Animals
All protocols used in the current study were approved by the Ethics and Research Committee of Shahid Beheshti University of Medical Sciences (Ethical approval code: IR.SBMU.MSP.REC.1400.142). C57BL/6 male mice (6–8 weeks old) were purchased from the Pasteur Institute of Iran.
Splenocytes Culture And Msc-ev Toxicity Assay
The MSC-EVs used in the present study had been isolated and characterized during a previous study [8]. Splenocytes were isolated from healthy C57BL/6 mice and were cultured in RPMI-1640 media (Gibco; Thermo Fisher Scientific, Inc.) supplemented with 10% FBS (Gibco; Thermo Fisher Scientific, Inc.) and 1% penicillin/streptomycin (Gibco; Thermo Fisher Scientific, Inc.). To remove the macrophages, the cells were first cultured for 24h in a treated flask (SPL, Korea). Consequently, the cells were incubated in plates coated with 2 µg/mL anti-CD3e antibody (eBioscience) and treated using 4 µg/m soluble anti-CD28 antibody (eBioscience).
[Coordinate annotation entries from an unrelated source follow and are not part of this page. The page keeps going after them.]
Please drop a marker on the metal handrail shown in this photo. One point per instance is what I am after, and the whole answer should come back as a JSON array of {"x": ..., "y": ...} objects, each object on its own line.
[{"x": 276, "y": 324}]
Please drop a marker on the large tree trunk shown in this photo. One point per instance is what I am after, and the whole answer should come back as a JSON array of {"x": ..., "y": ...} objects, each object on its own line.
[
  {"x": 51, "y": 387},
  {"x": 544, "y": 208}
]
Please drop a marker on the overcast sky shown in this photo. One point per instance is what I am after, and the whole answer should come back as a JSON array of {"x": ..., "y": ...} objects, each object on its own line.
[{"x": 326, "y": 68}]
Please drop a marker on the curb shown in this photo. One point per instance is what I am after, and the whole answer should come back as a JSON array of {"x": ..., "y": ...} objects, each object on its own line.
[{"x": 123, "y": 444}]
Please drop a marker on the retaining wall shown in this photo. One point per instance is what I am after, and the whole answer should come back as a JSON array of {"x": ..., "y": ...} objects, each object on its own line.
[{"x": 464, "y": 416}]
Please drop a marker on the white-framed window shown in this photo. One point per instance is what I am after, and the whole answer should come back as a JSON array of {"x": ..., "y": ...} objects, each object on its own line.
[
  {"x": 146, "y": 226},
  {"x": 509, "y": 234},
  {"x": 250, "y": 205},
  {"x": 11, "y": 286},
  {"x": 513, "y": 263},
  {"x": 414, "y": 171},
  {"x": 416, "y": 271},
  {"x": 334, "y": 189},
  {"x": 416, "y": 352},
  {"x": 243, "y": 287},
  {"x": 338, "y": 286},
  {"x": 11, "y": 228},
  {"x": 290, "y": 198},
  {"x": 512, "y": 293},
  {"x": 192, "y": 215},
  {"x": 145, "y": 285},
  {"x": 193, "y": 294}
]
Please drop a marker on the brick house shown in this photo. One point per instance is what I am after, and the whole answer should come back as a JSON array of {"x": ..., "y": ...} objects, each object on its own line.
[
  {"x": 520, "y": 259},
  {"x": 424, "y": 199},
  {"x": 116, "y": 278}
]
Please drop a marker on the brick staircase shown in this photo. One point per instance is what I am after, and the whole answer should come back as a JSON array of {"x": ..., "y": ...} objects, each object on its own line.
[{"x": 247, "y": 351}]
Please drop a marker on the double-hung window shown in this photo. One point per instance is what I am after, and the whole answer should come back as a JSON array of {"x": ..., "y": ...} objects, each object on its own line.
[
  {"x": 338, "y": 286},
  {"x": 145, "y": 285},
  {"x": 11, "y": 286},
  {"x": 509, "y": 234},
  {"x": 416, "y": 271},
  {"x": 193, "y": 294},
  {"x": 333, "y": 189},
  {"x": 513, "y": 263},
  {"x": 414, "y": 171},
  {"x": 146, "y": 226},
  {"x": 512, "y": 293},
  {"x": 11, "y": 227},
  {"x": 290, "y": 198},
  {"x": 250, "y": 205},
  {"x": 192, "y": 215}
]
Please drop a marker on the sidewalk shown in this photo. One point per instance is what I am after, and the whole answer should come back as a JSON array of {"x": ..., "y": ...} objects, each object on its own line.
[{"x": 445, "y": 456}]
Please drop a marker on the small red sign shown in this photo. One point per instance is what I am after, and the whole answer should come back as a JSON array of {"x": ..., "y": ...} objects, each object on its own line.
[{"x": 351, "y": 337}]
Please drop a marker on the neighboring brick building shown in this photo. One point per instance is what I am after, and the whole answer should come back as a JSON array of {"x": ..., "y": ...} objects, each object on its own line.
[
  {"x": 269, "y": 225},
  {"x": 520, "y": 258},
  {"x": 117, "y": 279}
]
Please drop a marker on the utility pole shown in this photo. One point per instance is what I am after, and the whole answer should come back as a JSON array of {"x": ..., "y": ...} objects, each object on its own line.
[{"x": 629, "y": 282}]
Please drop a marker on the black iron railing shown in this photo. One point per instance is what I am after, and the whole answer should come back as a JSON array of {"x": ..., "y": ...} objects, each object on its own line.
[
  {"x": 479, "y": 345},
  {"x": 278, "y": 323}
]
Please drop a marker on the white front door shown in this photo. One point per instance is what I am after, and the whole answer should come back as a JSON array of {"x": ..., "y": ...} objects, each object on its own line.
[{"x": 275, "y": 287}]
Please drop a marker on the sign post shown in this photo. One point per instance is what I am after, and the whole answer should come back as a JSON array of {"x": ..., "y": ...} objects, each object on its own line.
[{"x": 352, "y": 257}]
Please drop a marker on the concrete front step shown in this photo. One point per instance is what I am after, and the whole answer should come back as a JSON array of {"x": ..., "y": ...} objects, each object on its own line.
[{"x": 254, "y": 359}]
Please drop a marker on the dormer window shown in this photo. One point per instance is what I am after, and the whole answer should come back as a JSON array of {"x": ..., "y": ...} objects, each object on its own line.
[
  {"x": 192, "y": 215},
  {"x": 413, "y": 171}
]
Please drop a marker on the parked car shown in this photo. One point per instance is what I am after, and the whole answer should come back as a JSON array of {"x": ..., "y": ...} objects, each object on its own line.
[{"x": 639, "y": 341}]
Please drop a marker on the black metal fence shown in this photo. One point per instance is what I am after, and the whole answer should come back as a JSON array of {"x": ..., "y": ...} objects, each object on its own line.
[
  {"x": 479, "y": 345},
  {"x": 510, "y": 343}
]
To evaluate the probable cytotoxic effect of MSC-EV, the splenocytes were treated with 5, 15, 50, and 100 µg/mL of MSC-EV for 24h. Splenocytes with no MSC-EV treatment were used as a negative control. Moreover, a plate of cultured splenocytes was treated for 30 min using UV irradiation and incubated for 4 h at 37◦C as a positive control of apoptosis.
Flow Cytometry
To evaluate the viability of splenocytes, they were stained with annexin V-FITC (Biolegend,) and Propidium iodide (PI) (Biolegend). After 15 min incubation, the cells were evaluated using flow cytometry and the results were analyzed using FlowJo™ 7.6.1 software. The cells which were only positive for annexin V-FITC staining were considered apoptotic cells; the PI-positive cells were considered necrotic cells. Double negative cells represented live cells.
To estimate the effects of MSC-EV on the proliferation of splenocytes, the cells were first stained using CFSE (eBioscience). Afterward, the cells were treated with 1% PHA (Gibco, Thermo Fisher Scientific, Inc.) and 5, 15, and 50 µg/mL of MSC-EV; then were incubated for 5 days at 37◦ C. After the incubation time, the cells were stained using an anti-CD3 antibody conjugated with PE (Miltenyi Biotech) and evaluated using flow cytometry. Furthermore, splenocytes were activated using anti-CD3 and anti-CD28 antibodies and treated with 15 µg/mL of MCS-EV for 5 days; finally, the proliferation rate was evaluated using the protocol mentioned previously.
Treg cell's frequency among splenocytes was analyzed using a Treg detection kit (Miltenyi Biotech) and a BD FACSCalibur® instrument. The results were analyzed using the FlowJo™ 7.6.1 software.
Treg cells frequency among splenocytes was analyzed using Treg detection kit (CD4/CD25/FoxP3 (PE) (Miltenyi Biotech) according to the manufacturer’s instructions. The BD FACSCalibur® instrument was used to measure the regulatory T cells. The results were analyzed using FlowJo™ 7.6.1 software.
Cytokine Assay
The IFN-γ, IL-17A, and IL-10 cytokines levels were measured using the ELISA method (Mabtech, Sweden) according to the manufacturer's instructions. In addition, TGF-β level was measured following activation by 1 N HCl using the DuoSet ELISA kit according to the manufacturer's instructions (R&D Systems, UK).
Real-time PCR
The study of relative expression of genes was performed according to the previously reported study [8]. Briefly, the total RNA of the splenocytes was extracted (Favergen, Taiwan, then converted to cDNA using random primers (Yekta Tajhiz, Iran). The relative mRNA levels of Tbx21, Gata3, Foxp3, Rorc, Elf4 and β-actin as a housekeeping gene were evaluated using SYBR® Green Real-Time PCR (BioFact, Korea).
Statistical analysis
Statistical analyses were performed using SPSS (SPSS, Inc., Chicago, IL, USA, version 22). The data were expressed as mean ± standard error of the mean (SEM). The significant threshold was considered as P-value smaller than 0.05. The graphs were generated by Graph-Pad Prism (GraphPad Software, Inc., San Diego, CA version; 6).